Overview: The Conference of the Parties (COP) to the UNFCCC has met annually since 1995 to assess progress in dealing with climate change. The COP adopts decisions and resolutions, published in reports of the COP. Successive decisions taken by the COP make up a detailed set of rules for practical and effective implementation of the convention. The COP serves as the meeting of the Parties to the Kyoto Protocol, which also adopts decisions and resolutions on the implementation of its provisions. This annual meeting is referred to as the Conference of the Parties serving as the meeting of the Parties to the Kyoto Protocol (CMP). However, Parties to the Convention that are not Parties to the Protocol are able to participate in the CMP as observers, but without the right to take decisions. What follows is simply my journal of travelling to, and finding my way around, COP17.
Day 1: Thursday 24th November, 2011: Arriving at Edinburgh Airport my first port of departure, I was informed that the flight would be delayed and this would have implications for my connecting to Cape Town via Amsterdam. In flight I was now told that, although the plane would arrive on time, my luggage might not. So, It was a great relief, arriving in Cape Town at 8 am, to find my bags waiting. I was advised by the airport staff that it was unwise to stay at the airport since there were no other flights until 6:00 and the airport would be deserted; so I decided to check into a hotel nearby.

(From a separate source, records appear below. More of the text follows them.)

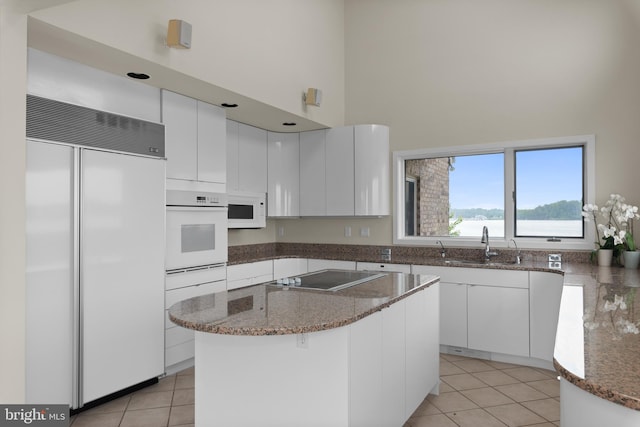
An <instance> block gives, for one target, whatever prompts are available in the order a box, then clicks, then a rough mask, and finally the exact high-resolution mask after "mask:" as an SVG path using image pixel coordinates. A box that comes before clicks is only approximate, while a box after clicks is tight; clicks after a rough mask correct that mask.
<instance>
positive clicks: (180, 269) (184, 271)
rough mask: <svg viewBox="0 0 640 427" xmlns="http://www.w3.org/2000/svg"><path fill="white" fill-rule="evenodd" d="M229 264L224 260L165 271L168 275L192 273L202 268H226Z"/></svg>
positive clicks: (198, 270)
mask: <svg viewBox="0 0 640 427" xmlns="http://www.w3.org/2000/svg"><path fill="white" fill-rule="evenodd" d="M226 266H227V264H226V263H224V262H222V263H218V264H208V265H199V266H197V267H188V268H176V269H174V270H167V271H166V272H165V273H166V274H167V276H170V275H172V274H180V273H190V272H192V271H200V270H212V269H215V268H224V267H226Z"/></svg>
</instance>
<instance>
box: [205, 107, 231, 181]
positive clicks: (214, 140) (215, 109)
mask: <svg viewBox="0 0 640 427" xmlns="http://www.w3.org/2000/svg"><path fill="white" fill-rule="evenodd" d="M226 126H227V123H226V113H225V111H224V109H222V108H220V107H216V106H215V105H211V104H207V103H205V102H202V101H198V181H206V182H221V183H224V182H226V181H227V156H226V151H227V146H226V138H227V132H226Z"/></svg>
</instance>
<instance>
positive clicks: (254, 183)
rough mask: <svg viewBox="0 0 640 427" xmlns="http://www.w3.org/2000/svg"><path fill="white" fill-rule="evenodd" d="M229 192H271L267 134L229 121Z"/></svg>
mask: <svg viewBox="0 0 640 427" xmlns="http://www.w3.org/2000/svg"><path fill="white" fill-rule="evenodd" d="M227 191H230V192H243V193H266V192H267V131H266V130H263V129H259V128H257V127H253V126H249V125H245V124H243V123H238V122H234V121H233V120H227Z"/></svg>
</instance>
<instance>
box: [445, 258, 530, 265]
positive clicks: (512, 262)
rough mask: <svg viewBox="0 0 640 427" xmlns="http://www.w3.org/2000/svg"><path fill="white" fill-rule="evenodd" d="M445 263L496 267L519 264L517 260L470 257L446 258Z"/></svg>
mask: <svg viewBox="0 0 640 427" xmlns="http://www.w3.org/2000/svg"><path fill="white" fill-rule="evenodd" d="M444 263H445V264H450V265H490V266H495V267H499V266H504V265H517V264H518V263H517V262H516V261H474V260H470V259H446V260H444Z"/></svg>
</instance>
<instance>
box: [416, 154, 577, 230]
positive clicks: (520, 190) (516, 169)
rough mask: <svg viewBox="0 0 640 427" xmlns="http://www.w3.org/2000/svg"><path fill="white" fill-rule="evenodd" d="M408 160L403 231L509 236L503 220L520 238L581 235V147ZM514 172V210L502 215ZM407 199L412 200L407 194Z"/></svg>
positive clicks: (466, 155)
mask: <svg viewBox="0 0 640 427" xmlns="http://www.w3.org/2000/svg"><path fill="white" fill-rule="evenodd" d="M509 155H512V156H513V157H514V158H513V161H512V162H509V163H510V164H514V167H515V171H514V173H513V174H507V173H506V172H505V153H490V154H474V155H462V156H455V157H435V158H424V159H411V160H406V161H405V174H406V187H405V188H411V191H406V192H405V196H406V197H405V235H407V236H443V237H444V236H461V237H478V238H479V237H480V236H481V234H482V228H483V226H487V227H488V228H489V230H490V233H491V236H493V237H504V235H505V220H506V218H507V220H511V221H514V222H515V236H516V237H559V238H560V237H582V236H583V220H582V215H581V210H582V200H583V188H584V183H583V147H582V146H577V147H562V148H550V149H535V150H519V151H511V152H510V154H509ZM512 175H513V176H514V177H515V182H512V183H508V184H510V186H509V188H511V187H513V188H515V191H514V194H513V200H514V203H513V205H511V204H509V206H514V212H513V213H512V214H509V215H505V206H507V204H506V203H505V185H506V183H505V176H512ZM409 199H410V200H409Z"/></svg>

Day 2: Friday 25th November, 2011: The drive back to the airport from the hotel was breath-taking; the driver pointed out that the peak which had captivated my attention was the famous Table Mountain. My onward flight to Durban was on time and without hassle. On arrival I was met by volunteers from the Conference who handed me a map of the International Conference Centre (ICC) zone and directed me to the pay station for the shuttle. They were all dressed in green and white track suits, some wore green and white caps and all displayed large photo identification badges with the conference logo.

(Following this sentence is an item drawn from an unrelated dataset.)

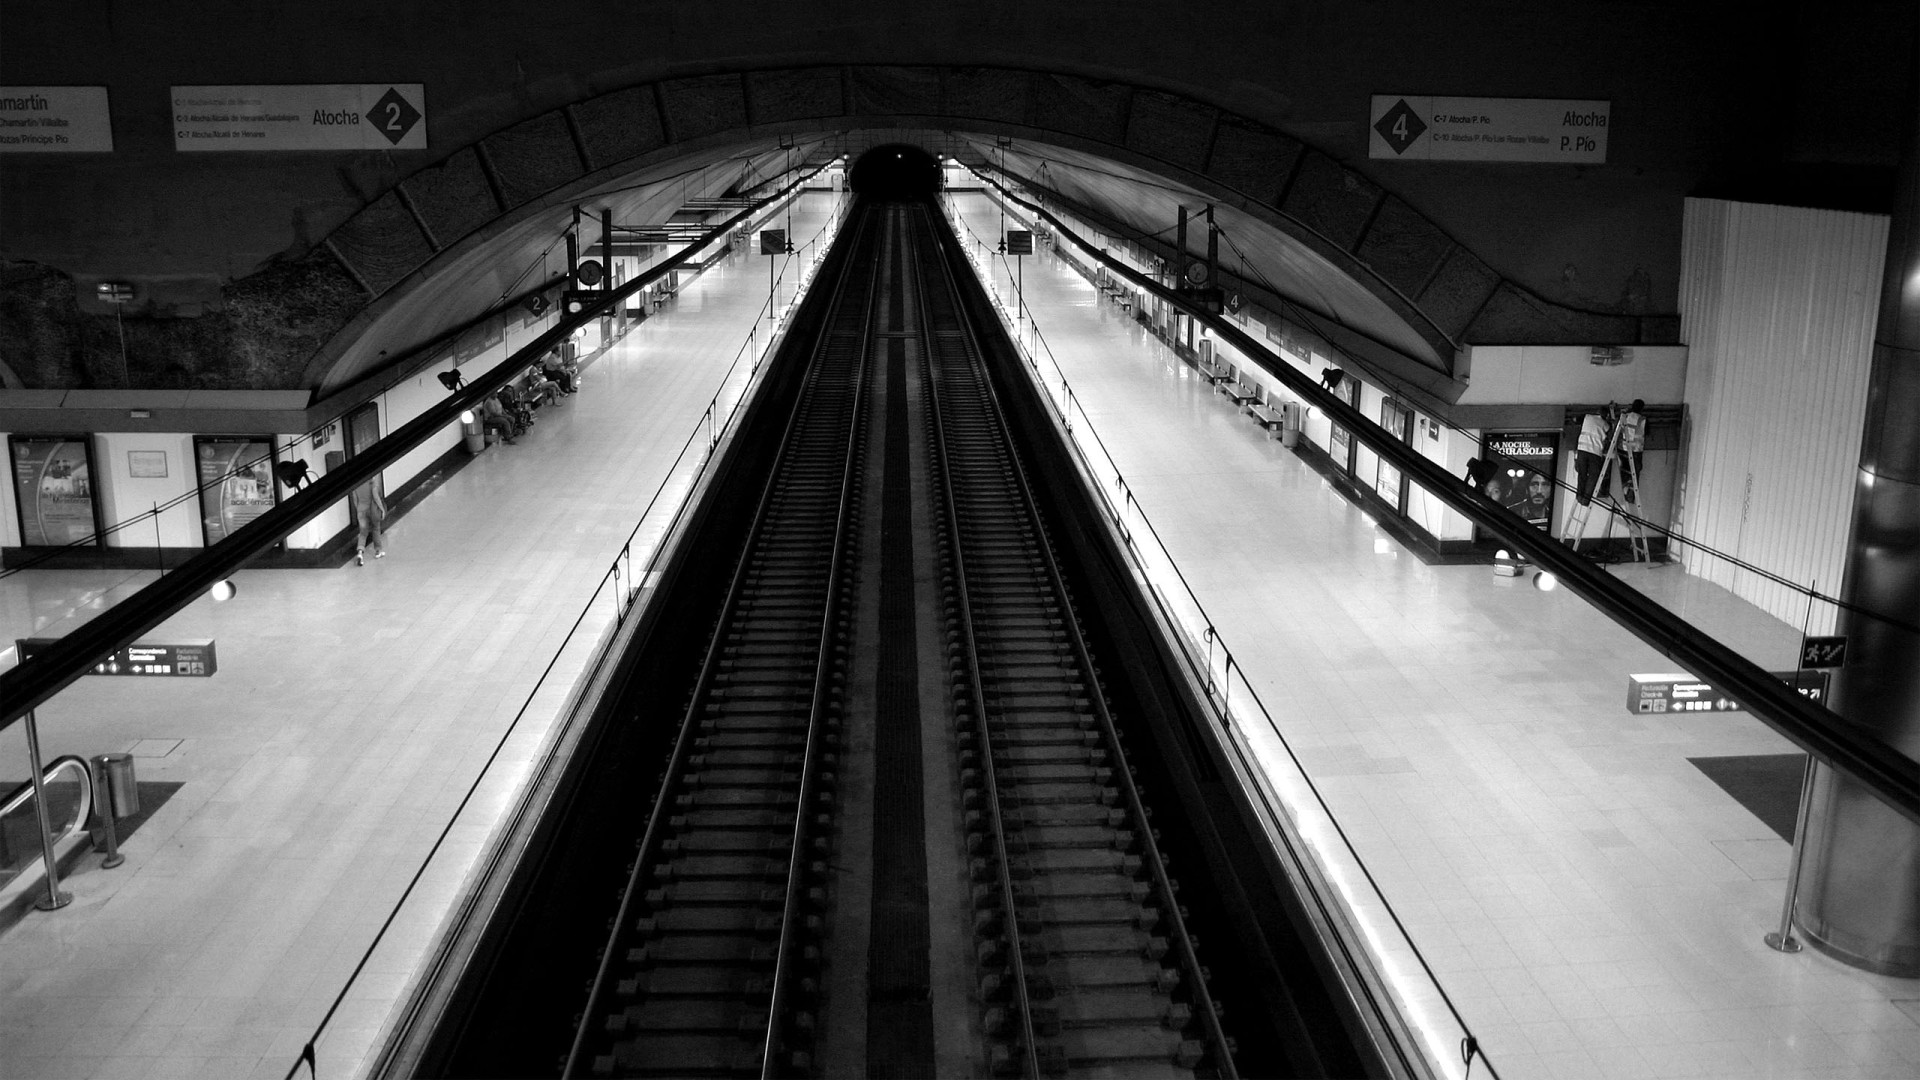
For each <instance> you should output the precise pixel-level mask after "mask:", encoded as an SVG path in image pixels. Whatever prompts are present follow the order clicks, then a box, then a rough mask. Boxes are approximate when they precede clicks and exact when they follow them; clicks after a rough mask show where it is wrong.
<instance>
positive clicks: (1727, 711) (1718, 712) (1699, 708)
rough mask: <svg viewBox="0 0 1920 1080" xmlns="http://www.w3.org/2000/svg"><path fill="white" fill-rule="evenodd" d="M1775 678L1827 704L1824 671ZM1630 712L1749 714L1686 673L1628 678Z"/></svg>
mask: <svg viewBox="0 0 1920 1080" xmlns="http://www.w3.org/2000/svg"><path fill="white" fill-rule="evenodd" d="M1770 675H1772V676H1774V678H1778V680H1782V682H1786V684H1788V686H1791V688H1793V690H1795V692H1797V694H1799V696H1801V698H1807V700H1809V701H1812V703H1814V705H1826V682H1828V678H1826V673H1824V671H1774V673H1770ZM1626 711H1628V713H1745V711H1747V707H1745V705H1741V703H1740V701H1736V700H1734V698H1732V696H1730V694H1728V692H1726V690H1720V688H1718V686H1715V684H1711V682H1703V680H1699V678H1693V676H1692V675H1688V673H1684V671H1674V673H1661V675H1628V676H1626Z"/></svg>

My first major observation had been the large size of the ethnic Indian population here. Durban airport is surrounded by mostly empty land on one side on the other by the sea. During the one hour drive to the ICC I spoke with a member of the Czech Republic Delegation who lives in Pretoria; I got an overview of life in Pretoria and some general information on Durban. On arrival, I saw about 75 people wearing the same green and white outfit I had witnessed at the earlier; three of them quickly came to assist me, taking out my luggage and directing me to the main building. First, they told me, I should visit the registration building where I must collect an identification badge: without it I would not be able to remain on the premises. The three volunteers accompanied me to the hall, one of them insisted on carrying my luggage.
Registration was inside a massive tent, one half had a booth with about 15 people sitting behind a large counter - each operative, at the end of a line of people separated by ropes, with their camera and computer at the ready. In the other half of the tent people were busy installing security scanners whilst others were directing delegates to the registration queues. Everywhere were the little crowds of volunteers.
Now came the tricky part: since I had acquired funding for the conference late, I had not had sufficient time to register and you had to be accredited in order to attend the conference. Initially I had thought of joining the Guyana delegation but this would result in a direct conflict of interest since my current research focuses on the effects of carbon emission trading agreements on Guyanese indigenous communities; these groups are in some cases wary of the government’s proposed ideas regarding emission trading. Therefore, representing Guyana officially at the forum might jeopardise my established relationship with the indigenous people who I intend to work with during my forthcoming field research. Furthermore, some other indigenous groups that I have yet to meet were going to be here too. I met with the registration head and told her my dilemma, she was very helpful and advised that I could be accredited under Guyana, if the head of the Guyana Delegation added my name to their list, or find a non-governmental organisation that had not used up all of their allotted spaces. I was given a temporary badge. To get the badge, I had to submit my passport and the relevant information was logged to the computer data base and my photo taken. The pass was attached to a UNFCCC lanyard. I was then advised by the UNFCCC staff of the name and possible location of the head of the Guyana’s Delegation.